21.7. Kudu Index Configuration

GeoMesa exposes a variety of configuration options that can be used to customize and optimize a given installation. This section contains Kudu-specific options; general options can be found under Index Configuration.

21.7.1. Default Index Creation

By default GeoMesa will only create a single Z3 (or XZ3) index for Kudu. Due to predicate push-downs, partition pruning and other advanced optimizations, queries on non-indexed fields are still quite fast. To create additional indices, specify them explicitly. See Customizing Index Creation for details.

Note that because they do not have an incrementing time field in the primary key, other indices may eventually run out of space. Initial partitioning is especially important in this case (see next).

21.7.2. Table Partitioning

Partitioning is import in Kudu, and GeoMesa supports both Kudu hash and range partitions. See Configuring Z-Index Shards and Configuring Attribute Index Shards for details on configuring shards, which will be translated to Kudu hash partitions.
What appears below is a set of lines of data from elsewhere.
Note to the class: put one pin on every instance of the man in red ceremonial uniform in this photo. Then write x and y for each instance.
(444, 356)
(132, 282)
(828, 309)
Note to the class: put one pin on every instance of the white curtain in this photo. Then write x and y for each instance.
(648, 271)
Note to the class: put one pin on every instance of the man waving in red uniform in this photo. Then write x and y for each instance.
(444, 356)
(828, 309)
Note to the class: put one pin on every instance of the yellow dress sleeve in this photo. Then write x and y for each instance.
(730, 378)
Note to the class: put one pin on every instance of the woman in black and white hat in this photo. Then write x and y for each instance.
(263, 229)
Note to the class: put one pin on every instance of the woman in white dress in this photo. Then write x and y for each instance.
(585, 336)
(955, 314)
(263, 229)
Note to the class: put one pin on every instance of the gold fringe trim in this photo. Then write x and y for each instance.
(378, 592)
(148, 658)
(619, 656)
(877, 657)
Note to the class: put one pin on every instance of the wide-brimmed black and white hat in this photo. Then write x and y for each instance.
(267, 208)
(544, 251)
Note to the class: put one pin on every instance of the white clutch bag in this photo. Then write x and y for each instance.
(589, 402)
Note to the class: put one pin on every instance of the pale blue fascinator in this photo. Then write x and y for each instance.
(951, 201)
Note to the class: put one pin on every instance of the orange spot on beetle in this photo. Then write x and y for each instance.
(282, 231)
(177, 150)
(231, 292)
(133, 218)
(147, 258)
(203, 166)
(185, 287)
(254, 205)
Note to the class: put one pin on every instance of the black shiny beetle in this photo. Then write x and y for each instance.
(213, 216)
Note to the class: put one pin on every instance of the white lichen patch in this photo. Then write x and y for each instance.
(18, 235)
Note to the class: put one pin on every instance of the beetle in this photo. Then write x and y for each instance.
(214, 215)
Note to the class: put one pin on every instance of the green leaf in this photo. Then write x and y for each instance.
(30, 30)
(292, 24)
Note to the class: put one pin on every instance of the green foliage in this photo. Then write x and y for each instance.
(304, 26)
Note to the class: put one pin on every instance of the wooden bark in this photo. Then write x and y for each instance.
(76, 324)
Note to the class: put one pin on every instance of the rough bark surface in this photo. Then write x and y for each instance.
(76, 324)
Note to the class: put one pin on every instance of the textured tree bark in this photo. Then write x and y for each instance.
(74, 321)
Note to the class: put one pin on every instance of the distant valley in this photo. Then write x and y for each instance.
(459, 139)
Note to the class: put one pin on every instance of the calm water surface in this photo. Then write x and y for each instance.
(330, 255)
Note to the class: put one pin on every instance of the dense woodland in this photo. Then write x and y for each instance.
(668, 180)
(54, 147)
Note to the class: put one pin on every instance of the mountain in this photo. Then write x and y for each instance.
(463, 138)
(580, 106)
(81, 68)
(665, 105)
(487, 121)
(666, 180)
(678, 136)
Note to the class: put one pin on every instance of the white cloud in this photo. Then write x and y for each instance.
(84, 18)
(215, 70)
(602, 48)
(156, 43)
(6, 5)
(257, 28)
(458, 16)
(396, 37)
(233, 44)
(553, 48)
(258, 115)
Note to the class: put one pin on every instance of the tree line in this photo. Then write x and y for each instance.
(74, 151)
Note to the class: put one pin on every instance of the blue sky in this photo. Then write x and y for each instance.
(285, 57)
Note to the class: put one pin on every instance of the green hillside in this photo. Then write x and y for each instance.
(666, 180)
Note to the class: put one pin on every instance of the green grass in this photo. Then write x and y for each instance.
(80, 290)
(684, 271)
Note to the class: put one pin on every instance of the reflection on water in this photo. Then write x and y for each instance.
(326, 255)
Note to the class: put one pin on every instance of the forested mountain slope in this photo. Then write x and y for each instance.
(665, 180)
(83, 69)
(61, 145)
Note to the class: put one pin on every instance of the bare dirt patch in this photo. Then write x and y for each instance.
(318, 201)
See Configuring Index Splits for details on configuring table splits, which will be translated to Kudu range partitions. By default, the Z3/XZ3 index will create a new range partition for every time period (week by default).

See the Kudu documentation for more details on Kudu partitioning.

21.7.3. Column Encoding

Kudu has multiple ways to encode data. Each column (attribute) in a schema is encoded separately. The best encoding will depend on the data being written; for example low-cardinality string columns work will with dictionary encoding. If nothing is specified, then the Kudu default encoding will be used based on the attribute type.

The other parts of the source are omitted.